Come and stay at Park House, Hotel & Spa and enjoy star-gazing from our beautiful grounds.
The Dark Skies of Iping Common are just over 3 miles away.
South Downs Dark Sky Reserve
In May 2016 the South Downs National Park became the world’s newest International Dark Sky Reserve (IDSR). We think our star-studded skies overhead are as valuable as our beautiful rolling landscapes and, with properly dark skies in the South East of England under threat, this is a statement that the skies of the South Downs are worth protecting.
Tips for stargazing in the South Downs
• Check the phase of the moon to plan your trip – stargazing is best before a full moon.
• Take a blanket or mat to lie on.
• Wrap up warm.
• Take some snacks and a hot drink.
• Take a compass or use the one on your smart phone.
• Download a star gazing app to help you identify constellations and stars.
• Allow around 20 mins for your eyes to adjust.

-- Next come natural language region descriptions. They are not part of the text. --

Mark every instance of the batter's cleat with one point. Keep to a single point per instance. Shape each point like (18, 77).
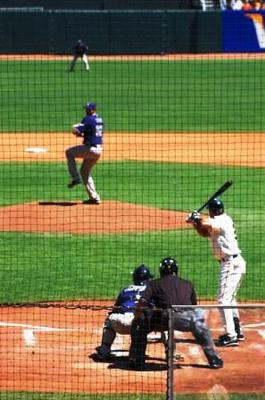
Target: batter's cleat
(227, 341)
(239, 333)
(241, 337)
(73, 184)
(92, 201)
(137, 363)
(215, 362)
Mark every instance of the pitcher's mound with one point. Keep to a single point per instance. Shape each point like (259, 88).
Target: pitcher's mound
(75, 217)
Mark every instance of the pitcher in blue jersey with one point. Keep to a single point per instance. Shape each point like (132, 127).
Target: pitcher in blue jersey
(91, 129)
(120, 318)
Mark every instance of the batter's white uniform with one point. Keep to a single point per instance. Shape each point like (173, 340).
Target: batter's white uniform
(232, 267)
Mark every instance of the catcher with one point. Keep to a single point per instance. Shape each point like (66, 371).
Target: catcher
(219, 228)
(120, 318)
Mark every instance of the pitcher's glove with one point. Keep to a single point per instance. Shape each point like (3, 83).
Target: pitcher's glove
(194, 217)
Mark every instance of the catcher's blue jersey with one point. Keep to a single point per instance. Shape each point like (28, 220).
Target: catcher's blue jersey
(92, 127)
(129, 297)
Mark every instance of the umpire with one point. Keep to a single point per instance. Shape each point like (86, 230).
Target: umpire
(164, 292)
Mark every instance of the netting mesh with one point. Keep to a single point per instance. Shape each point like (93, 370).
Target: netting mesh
(180, 95)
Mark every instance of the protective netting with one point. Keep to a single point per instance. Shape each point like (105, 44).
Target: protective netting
(180, 96)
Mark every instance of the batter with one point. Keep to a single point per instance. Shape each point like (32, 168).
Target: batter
(219, 228)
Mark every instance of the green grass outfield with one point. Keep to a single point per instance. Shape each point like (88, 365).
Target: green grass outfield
(56, 396)
(188, 96)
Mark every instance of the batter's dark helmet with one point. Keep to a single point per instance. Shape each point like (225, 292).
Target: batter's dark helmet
(141, 275)
(216, 206)
(168, 266)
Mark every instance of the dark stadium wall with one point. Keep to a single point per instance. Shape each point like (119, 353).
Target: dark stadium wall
(111, 32)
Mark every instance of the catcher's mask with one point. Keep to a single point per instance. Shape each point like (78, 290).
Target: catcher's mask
(168, 266)
(141, 275)
(216, 207)
(90, 107)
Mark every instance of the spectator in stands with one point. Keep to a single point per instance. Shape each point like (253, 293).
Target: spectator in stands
(236, 5)
(256, 5)
(246, 5)
(80, 50)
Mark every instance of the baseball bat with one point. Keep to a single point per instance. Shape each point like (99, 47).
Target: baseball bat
(218, 192)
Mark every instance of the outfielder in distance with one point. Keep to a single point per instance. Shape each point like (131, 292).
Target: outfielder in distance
(80, 50)
(91, 129)
(219, 228)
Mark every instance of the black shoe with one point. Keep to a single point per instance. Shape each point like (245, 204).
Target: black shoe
(92, 201)
(240, 335)
(102, 356)
(73, 184)
(136, 363)
(215, 362)
(227, 341)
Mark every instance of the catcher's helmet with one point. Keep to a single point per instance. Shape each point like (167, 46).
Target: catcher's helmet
(90, 106)
(216, 206)
(168, 266)
(141, 275)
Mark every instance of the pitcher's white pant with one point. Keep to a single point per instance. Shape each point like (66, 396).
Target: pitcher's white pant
(90, 157)
(231, 272)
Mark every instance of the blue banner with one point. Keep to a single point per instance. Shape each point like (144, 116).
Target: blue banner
(243, 31)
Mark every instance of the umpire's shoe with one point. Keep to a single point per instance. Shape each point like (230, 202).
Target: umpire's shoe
(227, 341)
(73, 184)
(213, 359)
(215, 362)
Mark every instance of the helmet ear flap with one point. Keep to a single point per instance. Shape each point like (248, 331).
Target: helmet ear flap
(141, 275)
(216, 206)
(168, 266)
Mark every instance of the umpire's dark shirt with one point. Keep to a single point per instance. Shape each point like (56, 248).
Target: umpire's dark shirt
(169, 290)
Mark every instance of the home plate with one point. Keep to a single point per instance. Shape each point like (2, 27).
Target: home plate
(36, 150)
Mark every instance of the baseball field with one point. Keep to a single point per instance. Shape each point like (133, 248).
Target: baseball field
(176, 129)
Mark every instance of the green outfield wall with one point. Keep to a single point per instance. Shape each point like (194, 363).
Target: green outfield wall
(110, 32)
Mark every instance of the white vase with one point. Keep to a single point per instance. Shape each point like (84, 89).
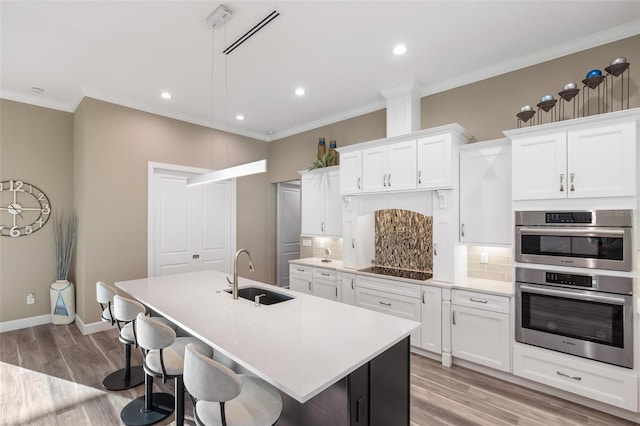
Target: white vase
(63, 305)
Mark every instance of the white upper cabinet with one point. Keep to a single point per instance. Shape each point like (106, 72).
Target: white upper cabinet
(321, 209)
(351, 172)
(435, 155)
(389, 167)
(586, 158)
(485, 193)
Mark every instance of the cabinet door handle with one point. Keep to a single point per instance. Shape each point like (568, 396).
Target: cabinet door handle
(569, 376)
(572, 188)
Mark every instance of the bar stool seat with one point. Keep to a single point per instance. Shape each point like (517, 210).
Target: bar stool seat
(226, 398)
(164, 359)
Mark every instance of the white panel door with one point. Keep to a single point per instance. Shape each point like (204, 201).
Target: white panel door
(192, 228)
(171, 225)
(288, 229)
(601, 162)
(538, 166)
(401, 166)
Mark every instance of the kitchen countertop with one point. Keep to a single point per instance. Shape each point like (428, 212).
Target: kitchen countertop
(500, 288)
(301, 346)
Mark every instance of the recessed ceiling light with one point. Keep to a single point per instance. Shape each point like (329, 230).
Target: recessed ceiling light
(400, 49)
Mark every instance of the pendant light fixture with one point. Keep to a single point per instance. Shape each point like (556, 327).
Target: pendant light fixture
(217, 19)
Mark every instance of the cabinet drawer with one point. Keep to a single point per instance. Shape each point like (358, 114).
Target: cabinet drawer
(325, 274)
(489, 302)
(601, 382)
(392, 304)
(389, 286)
(304, 272)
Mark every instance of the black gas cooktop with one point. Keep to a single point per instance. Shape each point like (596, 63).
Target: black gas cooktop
(400, 273)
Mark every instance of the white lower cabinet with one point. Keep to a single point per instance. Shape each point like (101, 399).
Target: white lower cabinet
(612, 385)
(431, 330)
(391, 297)
(300, 278)
(348, 284)
(480, 329)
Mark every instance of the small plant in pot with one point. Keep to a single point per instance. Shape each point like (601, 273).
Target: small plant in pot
(62, 291)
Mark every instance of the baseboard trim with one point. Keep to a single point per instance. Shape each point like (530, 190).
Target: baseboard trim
(94, 327)
(24, 323)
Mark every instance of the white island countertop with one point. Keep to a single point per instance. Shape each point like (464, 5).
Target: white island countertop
(301, 346)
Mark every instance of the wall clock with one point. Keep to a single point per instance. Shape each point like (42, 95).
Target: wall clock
(24, 208)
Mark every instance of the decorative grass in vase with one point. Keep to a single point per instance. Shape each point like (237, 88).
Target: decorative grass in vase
(64, 233)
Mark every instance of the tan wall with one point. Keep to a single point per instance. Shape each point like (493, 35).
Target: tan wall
(113, 150)
(488, 107)
(289, 155)
(36, 147)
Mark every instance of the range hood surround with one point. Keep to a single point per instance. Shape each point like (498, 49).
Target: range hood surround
(403, 108)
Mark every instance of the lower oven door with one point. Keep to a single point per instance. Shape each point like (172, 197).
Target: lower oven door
(584, 323)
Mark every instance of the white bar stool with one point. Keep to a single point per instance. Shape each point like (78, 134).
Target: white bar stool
(224, 397)
(164, 359)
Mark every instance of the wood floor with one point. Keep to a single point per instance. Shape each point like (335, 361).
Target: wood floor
(52, 375)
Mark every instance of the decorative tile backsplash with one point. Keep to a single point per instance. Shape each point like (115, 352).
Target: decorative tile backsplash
(499, 266)
(403, 240)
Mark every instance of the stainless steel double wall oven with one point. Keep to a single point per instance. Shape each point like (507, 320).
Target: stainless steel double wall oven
(568, 302)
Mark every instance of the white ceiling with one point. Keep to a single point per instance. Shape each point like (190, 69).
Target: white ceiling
(127, 52)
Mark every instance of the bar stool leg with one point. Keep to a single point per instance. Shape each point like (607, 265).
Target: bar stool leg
(148, 409)
(125, 378)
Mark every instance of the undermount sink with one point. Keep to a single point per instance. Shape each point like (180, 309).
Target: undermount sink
(269, 298)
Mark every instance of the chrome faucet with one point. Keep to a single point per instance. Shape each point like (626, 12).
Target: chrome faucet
(234, 284)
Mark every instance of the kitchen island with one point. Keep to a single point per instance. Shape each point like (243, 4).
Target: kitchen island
(335, 364)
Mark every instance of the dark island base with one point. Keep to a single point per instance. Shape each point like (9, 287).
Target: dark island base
(376, 394)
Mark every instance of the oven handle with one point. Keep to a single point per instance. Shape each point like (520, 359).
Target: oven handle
(571, 295)
(588, 232)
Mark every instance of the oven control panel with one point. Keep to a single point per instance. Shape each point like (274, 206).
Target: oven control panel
(569, 279)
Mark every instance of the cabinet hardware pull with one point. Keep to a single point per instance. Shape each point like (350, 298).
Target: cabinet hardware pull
(573, 175)
(569, 376)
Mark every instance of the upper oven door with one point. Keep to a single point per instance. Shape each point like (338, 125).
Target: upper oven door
(587, 247)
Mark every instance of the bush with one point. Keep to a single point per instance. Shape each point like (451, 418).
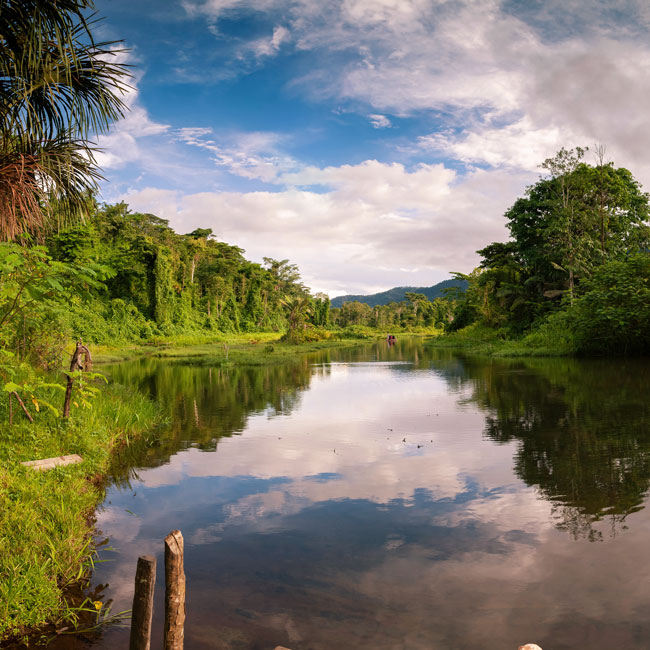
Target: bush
(612, 316)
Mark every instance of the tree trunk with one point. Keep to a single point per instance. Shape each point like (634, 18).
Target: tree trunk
(174, 592)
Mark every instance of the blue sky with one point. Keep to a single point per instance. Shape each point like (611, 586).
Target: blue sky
(374, 143)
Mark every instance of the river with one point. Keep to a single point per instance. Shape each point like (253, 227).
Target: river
(391, 498)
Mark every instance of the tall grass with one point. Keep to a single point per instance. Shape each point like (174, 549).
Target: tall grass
(46, 517)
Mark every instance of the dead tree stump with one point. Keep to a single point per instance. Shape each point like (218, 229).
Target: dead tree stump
(174, 592)
(142, 611)
(76, 363)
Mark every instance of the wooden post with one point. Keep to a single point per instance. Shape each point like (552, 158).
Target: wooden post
(174, 592)
(76, 364)
(145, 581)
(22, 405)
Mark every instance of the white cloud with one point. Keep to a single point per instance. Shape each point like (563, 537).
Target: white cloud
(372, 220)
(252, 155)
(120, 145)
(379, 121)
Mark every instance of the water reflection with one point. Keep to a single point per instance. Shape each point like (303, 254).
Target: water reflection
(395, 498)
(582, 429)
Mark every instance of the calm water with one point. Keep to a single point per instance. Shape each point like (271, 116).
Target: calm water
(395, 498)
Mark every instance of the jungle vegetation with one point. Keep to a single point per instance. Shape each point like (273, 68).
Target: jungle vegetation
(575, 275)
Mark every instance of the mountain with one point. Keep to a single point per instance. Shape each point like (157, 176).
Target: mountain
(398, 294)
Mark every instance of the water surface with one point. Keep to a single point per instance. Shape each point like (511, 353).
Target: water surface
(393, 498)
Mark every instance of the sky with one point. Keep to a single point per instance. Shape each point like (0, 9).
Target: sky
(374, 143)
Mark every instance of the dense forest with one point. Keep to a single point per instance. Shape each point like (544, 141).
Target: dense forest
(122, 276)
(575, 275)
(398, 294)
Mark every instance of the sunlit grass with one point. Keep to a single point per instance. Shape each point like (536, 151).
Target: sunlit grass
(46, 517)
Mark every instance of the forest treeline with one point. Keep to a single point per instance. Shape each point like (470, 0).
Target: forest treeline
(123, 276)
(574, 276)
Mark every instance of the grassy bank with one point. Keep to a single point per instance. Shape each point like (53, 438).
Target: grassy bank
(46, 518)
(485, 341)
(244, 349)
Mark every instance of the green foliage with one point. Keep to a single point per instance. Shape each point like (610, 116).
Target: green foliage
(35, 294)
(44, 518)
(612, 316)
(568, 228)
(58, 87)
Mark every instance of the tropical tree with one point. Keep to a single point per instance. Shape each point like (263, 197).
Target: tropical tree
(58, 87)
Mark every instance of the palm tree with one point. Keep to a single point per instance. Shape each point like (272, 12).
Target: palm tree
(58, 87)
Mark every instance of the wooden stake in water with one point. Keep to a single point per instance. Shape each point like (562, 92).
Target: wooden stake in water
(145, 581)
(174, 592)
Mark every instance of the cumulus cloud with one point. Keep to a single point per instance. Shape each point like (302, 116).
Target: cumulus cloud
(379, 121)
(252, 155)
(492, 67)
(504, 90)
(120, 145)
(355, 227)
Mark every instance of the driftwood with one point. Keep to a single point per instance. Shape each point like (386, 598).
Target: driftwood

• Turn off any lights, torches and put your mobile phone away.
International Dark Sky Reserve status
• South Downs National Park is the second IDSR in England and the 12th in the world.
• 2 million people live within 5km so it is one of the world’s most accessible parks.
• There are approximately 2,700 streetlights in the National Park.
• Local lighting authorities are replacing these to comply with Dark Sky standards.
• More than 25,000 measurements were taken to map the night skies quality.
• 66% of the National Park has Bronze Level Skies.
• The National Park Authority will protect the dark skies above as well as the landscape.
Dark night skies are not only good for star-gazing, they help nocturnal wildlife such as moths and bats thrive. Here are a few tips on how you can encourage more nocturnal wildlife into your garden:
• Turn off lights when not needed.
• Buy lamps under 500 lumens.
• Plant paler flowers to attract night-time insects.
• Install a batbox.
Top tips for photographing night skies
• Use a tripod.
• With the widest F-Stop available; experiment with ISO settings between 400–1600.
• Use a 10 second delay (self-timer) and set the exposure to around 25–30 seconds.
• Try briefly illuminating landscape features in the foreground by quickly flashing a torch.
• Beat the cold. Wrap up warm and take spare batteries!